A WIDNES councillor who witnessed a serious firework injury to a childhood friend is urging parents to keep a close eye on their children in a bid to prevent a similar tragedy this Bonfire Night.
Councillor Shaun Osborne, chairman of the scrutiny panel for safe and attractive neighbourhoods for Halton Borough Council, said parents should be asking their kids where they are going and what they will be doing in the evening and to ask them if they plan to play with fireworks.
He said: 'Over this period parents should ask their child where they are going at night and remind them about the dangers of fireworks.
'It only takes parent a few seconds to this and we need to raise awareness at this time of year - no-one wants a child to be injured.
'Fireworks are fine when handled in a proper manner but they are not something to be taken lightly.
'About 30 years ago a friend of mine was injured with fireworks - he had bangers in his hand and they exploded and he nearly lost a finger and an eye.
'Kids just don't realise the danger they are putting themselves and other people in.
'I have no problem with organised events with professional pyrotechnics but I am opposed to people having them in public places where they can be misused.'
Cllr Osborne pointed to incidents highlighted last week in the Weekly News including two firework 'bombings' of post boxes on Birch-field Road and Lytham Road, Widnes, which caused explosions strong enough to kill or seriously maim anyone caught in the blast. Police are still investigating.
He said: 'The post box incidents were appalling. They were done by somebody's child and somebody knows who has done this.
'Anyone could have been walking past and shrapnel was sent 30ft away and could have killed someone - basically this is how a bomb is made.'
Cllr Osborne welcomed changes to the firework licensing regulations which mean the cost of a licence to sell fireworks in Halton is to rise from £80 to £500 and shops will be checked to see they have suitable storage facilities.
He said: 'It will cost £500 for a licence in the near future.

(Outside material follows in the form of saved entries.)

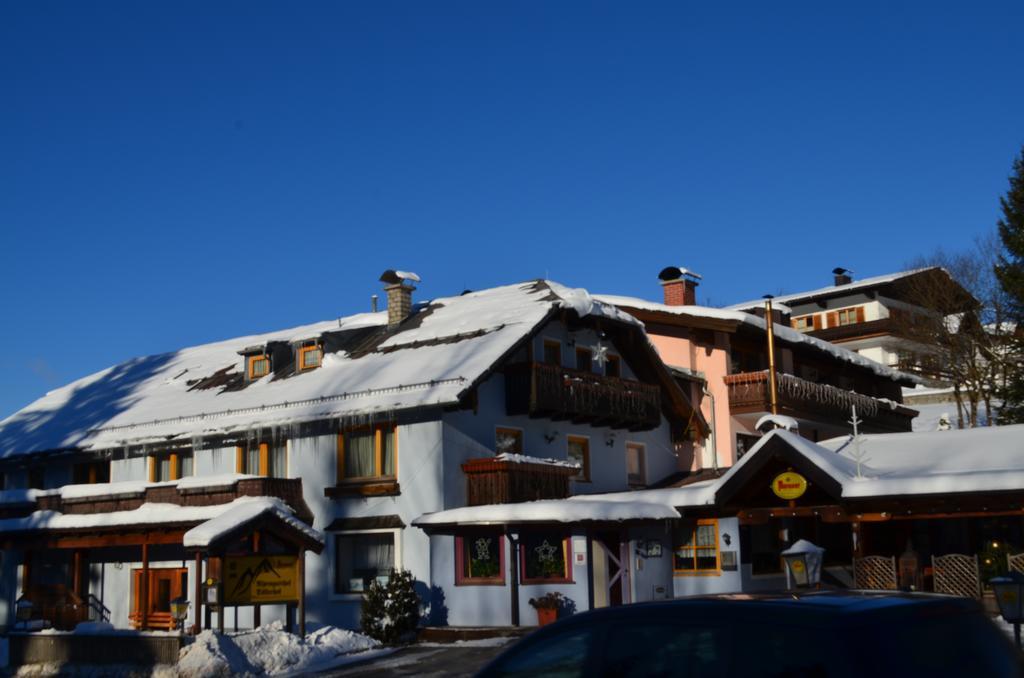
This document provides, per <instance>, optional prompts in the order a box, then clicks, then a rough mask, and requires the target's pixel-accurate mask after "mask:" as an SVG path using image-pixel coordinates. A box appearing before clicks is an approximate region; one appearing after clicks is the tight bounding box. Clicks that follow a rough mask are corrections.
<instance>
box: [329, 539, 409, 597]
mask: <svg viewBox="0 0 1024 678" xmlns="http://www.w3.org/2000/svg"><path fill="white" fill-rule="evenodd" d="M397 535H398V533H397V532H395V531H388V532H374V533H338V534H337V535H335V538H334V566H335V571H334V592H335V593H336V594H356V593H364V592H366V591H369V590H370V585H371V584H372V583H373V582H375V581H377V582H380V583H382V584H384V583H386V582H387V581H388V578H389V577H390V575H391V570H392V569H395V568H397V567H398V561H397V551H396V540H397Z"/></svg>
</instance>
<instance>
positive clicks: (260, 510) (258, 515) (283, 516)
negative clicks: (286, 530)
mask: <svg viewBox="0 0 1024 678" xmlns="http://www.w3.org/2000/svg"><path fill="white" fill-rule="evenodd" d="M228 506H229V508H228V509H227V510H226V511H224V512H222V513H221V514H220V515H217V516H216V517H213V518H210V519H209V520H207V521H206V522H204V523H202V524H199V525H196V526H195V527H193V528H191V529H189V531H188V532H186V533H185V535H184V538H183V539H182V545H183V546H184V547H185V548H186V549H205V548H208V547H209V546H210V545H211V544H214V543H216V542H217V541H219V540H220V539H221V538H223V537H225V536H227V535H229V534H231V533H233V532H234V531H237V529H238V528H239V527H240V526H241V525H245V524H248V523H250V522H252V521H253V520H256V519H257V518H260V517H262V516H264V515H272V516H273V517H274V518H276V519H278V520H280V521H281V522H284V523H285V524H287V525H288V526H289V527H291V528H292V529H295V531H296V532H299V533H301V534H302V535H304V536H305V537H307V538H308V539H310V540H312V541H314V542H317V543H319V544H324V543H325V542H324V534H323V533H322V532H319V531H318V529H313V528H312V527H310V526H309V525H307V524H306V523H305V522H303V521H302V520H299V519H298V518H296V517H295V515H294V514H293V513H292V509H291V508H289V506H288V505H287V504H286V503H285V502H283V501H281V500H280V499H278V498H276V497H256V498H253V501H248V502H242V503H239V502H238V500H236V501H234V502H232V503H231V504H230V505H228Z"/></svg>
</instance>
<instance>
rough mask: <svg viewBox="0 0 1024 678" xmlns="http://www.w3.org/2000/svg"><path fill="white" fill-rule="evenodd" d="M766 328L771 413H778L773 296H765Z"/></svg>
mask: <svg viewBox="0 0 1024 678" xmlns="http://www.w3.org/2000/svg"><path fill="white" fill-rule="evenodd" d="M765 329H766V330H767V331H768V390H769V395H770V398H771V400H770V402H771V413H772V414H773V415H777V414H778V384H777V383H776V380H775V327H774V324H773V321H772V317H771V296H767V297H766V298H765Z"/></svg>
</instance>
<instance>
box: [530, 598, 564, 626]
mask: <svg viewBox="0 0 1024 678" xmlns="http://www.w3.org/2000/svg"><path fill="white" fill-rule="evenodd" d="M564 602H565V596H563V595H562V594H560V593H558V592H557V591H551V592H550V593H545V594H544V595H543V596H538V597H536V598H530V599H529V604H530V605H532V607H534V609H536V610H537V624H538V626H545V625H547V624H551V623H552V622H554V621H555V620H557V619H558V610H559V608H561V606H562V605H563V604H564Z"/></svg>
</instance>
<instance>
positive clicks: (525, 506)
mask: <svg viewBox="0 0 1024 678" xmlns="http://www.w3.org/2000/svg"><path fill="white" fill-rule="evenodd" d="M623 494H627V493H623ZM577 499H578V498H571V499H542V500H540V501H536V502H522V503H518V504H487V505H484V506H464V507H462V508H456V509H449V510H446V511H437V512H436V513H427V514H425V515H422V516H420V517H419V518H416V519H415V520H413V524H414V525H417V526H419V527H431V526H433V527H437V526H441V525H467V526H468V525H504V524H522V523H531V522H583V521H590V520H599V521H622V520H666V519H669V518H678V517H680V516H679V511H677V510H676V509H675V508H673V507H672V506H668V505H666V504H654V503H647V502H643V501H639V500H635V501H626V500H625V499H624V500H621V501H599V500H592V501H575V500H577Z"/></svg>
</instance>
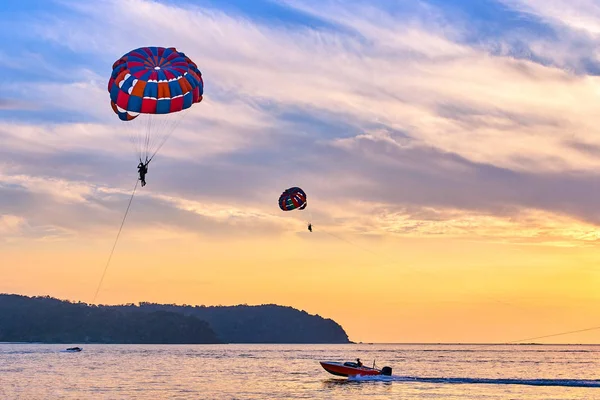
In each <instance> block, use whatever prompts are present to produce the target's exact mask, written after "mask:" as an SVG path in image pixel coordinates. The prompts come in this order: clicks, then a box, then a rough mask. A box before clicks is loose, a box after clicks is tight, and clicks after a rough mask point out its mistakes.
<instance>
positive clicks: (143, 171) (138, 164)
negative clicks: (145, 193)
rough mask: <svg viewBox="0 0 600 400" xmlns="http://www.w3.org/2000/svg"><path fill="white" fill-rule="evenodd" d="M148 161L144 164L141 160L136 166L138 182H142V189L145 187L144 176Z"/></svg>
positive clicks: (146, 167)
mask: <svg viewBox="0 0 600 400" xmlns="http://www.w3.org/2000/svg"><path fill="white" fill-rule="evenodd" d="M149 162H150V161H147V160H146V162H145V163H143V162H142V160H140V163H139V164H138V172H139V173H140V181H142V187H143V186H146V174H147V173H148V163H149Z"/></svg>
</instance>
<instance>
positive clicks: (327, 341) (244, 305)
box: [140, 303, 350, 343]
mask: <svg viewBox="0 0 600 400" xmlns="http://www.w3.org/2000/svg"><path fill="white" fill-rule="evenodd" d="M140 308H141V309H143V310H152V311H156V310H162V311H171V312H179V313H182V314H184V315H190V316H194V317H198V318H200V319H202V320H204V321H207V322H208V323H209V324H210V326H211V327H212V328H213V329H214V330H215V332H216V333H217V335H218V336H219V338H220V339H222V340H223V341H225V342H227V343H350V341H349V340H348V335H347V334H346V332H345V331H344V328H342V327H341V326H340V325H339V324H338V323H337V322H335V321H333V320H331V319H326V318H323V317H321V316H319V315H311V314H308V313H307V312H305V311H300V310H297V309H295V308H292V307H284V306H278V305H275V304H266V305H260V306H248V305H238V306H211V307H205V306H195V307H193V306H177V305H162V304H152V303H140Z"/></svg>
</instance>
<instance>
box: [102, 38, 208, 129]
mask: <svg viewBox="0 0 600 400" xmlns="http://www.w3.org/2000/svg"><path fill="white" fill-rule="evenodd" d="M108 91H109V93H110V100H111V106H112V108H113V110H114V112H115V113H116V114H117V115H118V116H119V118H120V119H122V120H123V121H130V120H132V119H134V118H135V117H137V116H138V115H139V114H168V113H173V112H177V111H181V110H185V109H186V108H189V107H191V106H192V105H193V104H195V103H199V102H201V101H202V95H203V93H204V82H203V81H202V74H201V73H200V71H199V70H198V67H197V66H196V64H195V63H194V62H193V61H192V60H190V59H189V58H188V57H187V56H186V55H185V54H184V53H182V52H179V51H177V50H176V49H175V48H174V47H169V48H164V47H141V48H139V49H135V50H132V51H130V52H129V53H127V54H125V55H124V56H123V57H121V58H120V59H119V60H117V61H116V62H115V63H114V64H113V71H112V74H111V76H110V80H109V81H108Z"/></svg>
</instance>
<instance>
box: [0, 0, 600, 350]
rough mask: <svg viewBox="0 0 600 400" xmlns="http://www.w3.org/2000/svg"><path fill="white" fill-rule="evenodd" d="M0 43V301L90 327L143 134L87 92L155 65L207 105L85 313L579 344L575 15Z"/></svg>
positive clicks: (467, 7)
mask: <svg viewBox="0 0 600 400" xmlns="http://www.w3.org/2000/svg"><path fill="white" fill-rule="evenodd" d="M0 43H2V45H1V46H0V277H1V279H0V292H3V293H19V294H25V295H51V296H54V297H59V298H61V299H69V300H73V301H84V302H92V300H93V297H94V293H95V291H96V287H97V285H98V282H99V280H100V277H101V275H102V271H103V269H104V267H105V265H106V262H107V258H108V256H109V254H110V250H111V248H112V246H113V243H114V240H115V236H116V234H117V231H118V228H119V225H120V223H121V220H122V218H123V215H124V212H125V209H126V207H127V203H128V201H129V198H130V195H131V191H132V189H133V187H134V185H135V183H136V179H137V171H136V165H137V161H138V160H137V153H136V150H135V148H134V147H133V146H132V145H131V141H130V138H131V135H132V134H133V135H135V134H142V133H141V132H143V129H145V127H144V125H143V124H140V123H137V122H136V121H138V120H134V121H133V122H134V123H131V124H129V123H122V122H121V121H119V119H118V118H117V116H116V115H115V114H114V112H113V111H112V109H111V107H110V98H109V93H108V92H107V83H108V78H109V76H110V73H111V70H112V65H113V63H114V62H115V61H116V60H117V59H119V58H120V57H121V56H122V55H123V54H125V53H127V52H129V51H131V50H133V49H135V48H138V47H144V46H163V47H176V48H177V49H178V50H180V51H183V52H185V53H186V54H187V55H188V56H189V57H190V58H191V59H192V60H194V61H195V62H196V64H197V65H198V68H199V69H200V71H201V72H202V76H203V79H204V85H205V86H204V99H203V101H202V102H201V103H199V104H195V105H194V106H193V107H192V108H191V109H190V110H189V111H188V112H186V113H185V116H184V117H181V119H180V123H179V125H178V126H177V127H176V128H175V129H174V131H173V134H172V136H171V137H170V138H169V139H168V141H167V142H166V144H165V146H164V147H163V148H162V149H161V151H160V152H159V153H158V155H157V157H156V158H155V159H154V160H153V161H152V163H151V164H150V166H149V172H148V175H147V179H146V180H147V182H148V184H147V186H145V187H143V188H139V187H138V189H137V191H136V193H135V196H134V199H133V203H132V206H131V210H130V213H129V214H128V217H127V220H126V222H125V225H124V228H123V231H122V234H121V236H120V238H119V241H118V243H117V247H116V249H115V253H114V256H113V258H112V260H111V262H110V265H109V268H108V270H107V273H106V277H105V279H104V281H103V283H102V286H101V288H100V292H99V294H98V297H97V299H96V303H102V304H119V303H130V302H131V303H137V302H140V301H152V302H161V303H176V304H192V305H196V304H198V305H199V304H204V305H232V304H269V303H275V304H281V305H288V306H292V307H296V308H299V309H302V310H305V311H307V312H309V313H311V314H318V315H321V316H323V317H326V318H332V319H334V320H335V321H337V322H339V323H340V324H341V325H342V326H343V327H344V328H345V330H346V332H347V333H348V334H349V336H350V339H351V340H353V341H364V342H404V343H406V342H419V343H429V342H474V343H475V342H476V343H484V342H485V343H489V342H507V341H513V340H520V339H526V338H530V337H537V336H543V335H550V334H554V333H559V332H566V331H571V330H578V329H584V328H588V327H593V326H600V314H599V313H598V309H600V307H599V306H600V291H599V290H598V287H599V286H598V285H599V284H600V268H599V267H598V265H599V262H600V254H599V252H598V250H599V241H598V239H599V238H600V229H599V225H600V212H599V211H598V206H597V205H598V201H599V199H600V173H599V172H598V171H599V167H600V157H599V156H600V130H599V128H598V126H600V112H599V106H600V77H599V75H600V52H599V51H598V48H599V45H600V6H599V5H598V4H597V2H595V1H593V0H568V1H567V0H477V1H475V0H427V1H420V0H406V1H402V0H398V1H392V0H377V1H372V0H371V1H368V0H364V1H363V0H353V1H341V0H319V1H316V0H315V1H313V0H254V1H252V2H248V1H245V0H231V1H216V0H215V1H209V0H206V1H204V0H199V1H191V0H187V1H146V0H114V1H113V0H105V1H93V2H92V1H89V2H86V1H75V0H73V1H71V0H56V1H54V0H49V1H46V0H44V1H41V0H20V1H13V0H8V1H4V2H2V4H1V5H0ZM140 120H141V118H140ZM136 132H137V133H136ZM292 186H299V187H302V188H303V189H304V190H305V191H306V193H307V197H308V207H307V208H306V210H303V211H298V210H296V211H291V212H283V211H281V210H280V209H279V207H278V205H277V199H278V197H279V195H280V194H281V192H282V191H283V190H285V189H286V188H289V187H292ZM308 221H310V222H312V224H313V227H314V231H313V232H312V233H310V232H308V230H307V229H306V224H307V222H308ZM538 341H539V342H552V343H600V330H595V331H587V332H584V333H578V334H572V335H564V336H559V337H552V338H547V339H541V340H538Z"/></svg>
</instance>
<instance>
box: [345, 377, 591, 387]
mask: <svg viewBox="0 0 600 400" xmlns="http://www.w3.org/2000/svg"><path fill="white" fill-rule="evenodd" d="M348 380H349V381H355V382H356V381H358V382H362V381H375V382H419V383H446V384H490V385H529V386H563V387H589V388H593V387H597V388H600V380H582V379H509V378H506V379H503V378H497V379H492V378H427V377H416V376H398V375H392V376H382V375H375V376H353V377H348Z"/></svg>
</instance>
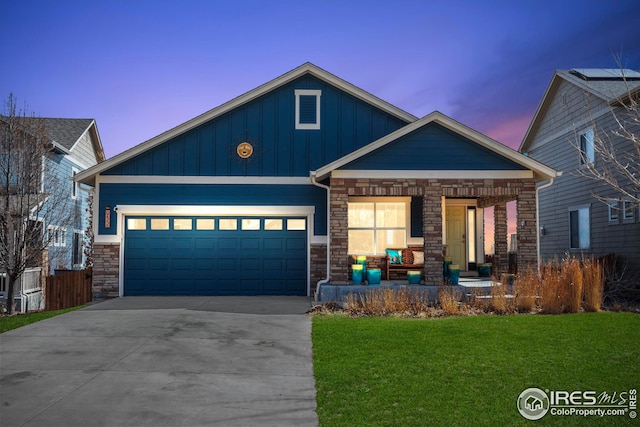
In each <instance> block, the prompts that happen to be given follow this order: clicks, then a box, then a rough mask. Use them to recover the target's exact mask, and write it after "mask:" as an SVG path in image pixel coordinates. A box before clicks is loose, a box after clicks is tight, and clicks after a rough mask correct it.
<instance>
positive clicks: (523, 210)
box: [517, 182, 538, 272]
mask: <svg viewBox="0 0 640 427" xmlns="http://www.w3.org/2000/svg"><path fill="white" fill-rule="evenodd" d="M517 216H518V271H519V272H522V271H524V270H525V269H526V268H527V267H531V268H535V267H536V266H537V263H538V260H537V256H538V255H537V247H536V245H537V233H538V225H537V224H538V222H537V220H536V187H535V183H533V182H531V183H526V185H525V188H524V189H523V191H522V192H521V193H520V195H519V196H518V202H517Z"/></svg>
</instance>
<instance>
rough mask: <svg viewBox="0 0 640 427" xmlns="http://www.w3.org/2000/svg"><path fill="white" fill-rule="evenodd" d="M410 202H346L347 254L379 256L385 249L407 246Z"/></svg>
mask: <svg viewBox="0 0 640 427" xmlns="http://www.w3.org/2000/svg"><path fill="white" fill-rule="evenodd" d="M409 203H410V199H404V198H402V199H398V198H375V199H371V198H369V199H367V198H365V199H362V198H350V199H349V203H348V237H349V244H348V252H349V253H350V254H360V255H380V254H384V253H385V249H387V248H402V247H405V246H406V245H407V233H408V229H407V228H408V225H407V224H408V223H409V221H408V218H407V215H408V213H409Z"/></svg>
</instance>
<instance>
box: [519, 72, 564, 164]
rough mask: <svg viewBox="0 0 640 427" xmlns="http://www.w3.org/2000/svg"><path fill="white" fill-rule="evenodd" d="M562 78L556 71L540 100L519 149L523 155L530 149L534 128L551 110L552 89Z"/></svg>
mask: <svg viewBox="0 0 640 427" xmlns="http://www.w3.org/2000/svg"><path fill="white" fill-rule="evenodd" d="M560 78H561V77H559V75H558V71H557V70H556V71H555V72H554V73H553V76H552V77H551V80H549V84H548V85H547V88H546V89H545V91H544V95H542V98H541V99H540V103H539V104H538V108H536V112H535V113H534V114H533V119H531V122H530V123H529V127H528V128H527V131H526V132H525V134H524V138H522V142H521V143H520V147H518V151H519V152H521V153H523V152H525V151H526V150H527V149H528V148H529V144H530V142H529V136H530V135H531V133H532V132H533V129H534V127H536V126H537V124H538V120H542V114H543V111H546V110H547V108H549V103H550V102H551V88H552V87H555V86H557V84H556V82H557V81H558V79H560ZM558 84H559V83H558Z"/></svg>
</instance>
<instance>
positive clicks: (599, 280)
mask: <svg viewBox="0 0 640 427" xmlns="http://www.w3.org/2000/svg"><path fill="white" fill-rule="evenodd" d="M582 271H583V287H584V309H585V311H600V308H601V307H602V296H603V291H604V271H603V268H602V263H600V262H598V261H596V260H594V259H593V258H591V259H586V260H583V267H582Z"/></svg>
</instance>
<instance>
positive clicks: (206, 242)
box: [194, 237, 216, 251]
mask: <svg viewBox="0 0 640 427" xmlns="http://www.w3.org/2000/svg"><path fill="white" fill-rule="evenodd" d="M194 243H195V244H194V247H195V249H196V250H200V251H210V250H213V249H215V247H216V241H215V239H213V238H211V237H199V238H197V239H194Z"/></svg>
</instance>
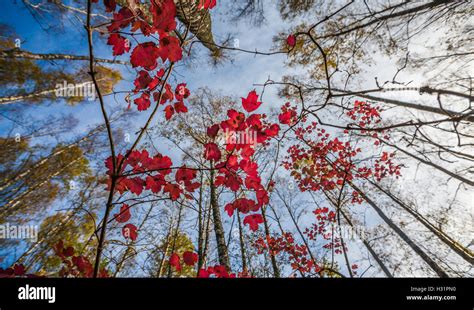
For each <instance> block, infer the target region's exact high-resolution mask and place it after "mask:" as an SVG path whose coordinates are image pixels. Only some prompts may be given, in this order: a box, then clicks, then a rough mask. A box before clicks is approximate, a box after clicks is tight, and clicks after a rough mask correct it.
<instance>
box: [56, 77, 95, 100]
mask: <svg viewBox="0 0 474 310" xmlns="http://www.w3.org/2000/svg"><path fill="white" fill-rule="evenodd" d="M54 92H55V95H56V96H57V97H83V98H87V100H89V101H94V100H95V98H96V95H95V86H94V84H93V83H92V82H84V83H80V84H70V83H68V82H66V81H64V82H63V84H56V89H55V91H54Z"/></svg>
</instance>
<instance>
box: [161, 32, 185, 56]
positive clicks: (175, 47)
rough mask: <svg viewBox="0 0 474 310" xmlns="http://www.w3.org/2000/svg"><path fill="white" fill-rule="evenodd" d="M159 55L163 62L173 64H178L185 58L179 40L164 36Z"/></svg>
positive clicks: (176, 38) (177, 38)
mask: <svg viewBox="0 0 474 310" xmlns="http://www.w3.org/2000/svg"><path fill="white" fill-rule="evenodd" d="M158 55H159V56H160V57H161V59H162V60H163V62H165V61H166V60H167V59H168V60H169V61H171V62H177V61H179V60H181V58H183V50H182V49H181V46H180V45H179V39H178V38H176V37H171V36H163V37H162V38H160V48H159V49H158Z"/></svg>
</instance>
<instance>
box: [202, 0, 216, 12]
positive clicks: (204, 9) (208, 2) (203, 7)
mask: <svg viewBox="0 0 474 310" xmlns="http://www.w3.org/2000/svg"><path fill="white" fill-rule="evenodd" d="M216 4H217V1H216V0H199V5H198V9H200V10H202V9H204V10H210V9H212V8H214V7H215V6H216Z"/></svg>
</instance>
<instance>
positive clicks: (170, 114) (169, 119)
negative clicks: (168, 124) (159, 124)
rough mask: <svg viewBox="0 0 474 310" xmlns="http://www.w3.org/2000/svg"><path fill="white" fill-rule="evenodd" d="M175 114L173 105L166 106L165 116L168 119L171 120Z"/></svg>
mask: <svg viewBox="0 0 474 310" xmlns="http://www.w3.org/2000/svg"><path fill="white" fill-rule="evenodd" d="M173 115H174V108H173V106H172V105H169V106H167V107H166V108H165V118H166V120H167V121H169V120H170V119H171V117H173Z"/></svg>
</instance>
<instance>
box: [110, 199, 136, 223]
mask: <svg viewBox="0 0 474 310" xmlns="http://www.w3.org/2000/svg"><path fill="white" fill-rule="evenodd" d="M131 216H132V215H131V214H130V206H129V205H127V204H123V205H122V206H121V207H120V212H119V213H116V214H114V218H115V220H116V221H117V222H119V223H125V222H128V220H130V217H131Z"/></svg>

I think that is high enough to ensure that anyone who pays that much will be sensible about who they sell fireworks to.
'The council is working with the police and fire brigade to reduce these kinds of incidents and trading standards are checking shops in the area.'
Cllr Osborne urged people only to buy fireworks made by reputable manufacturers as some cheap imported fireworks could be dangerously unpredictable.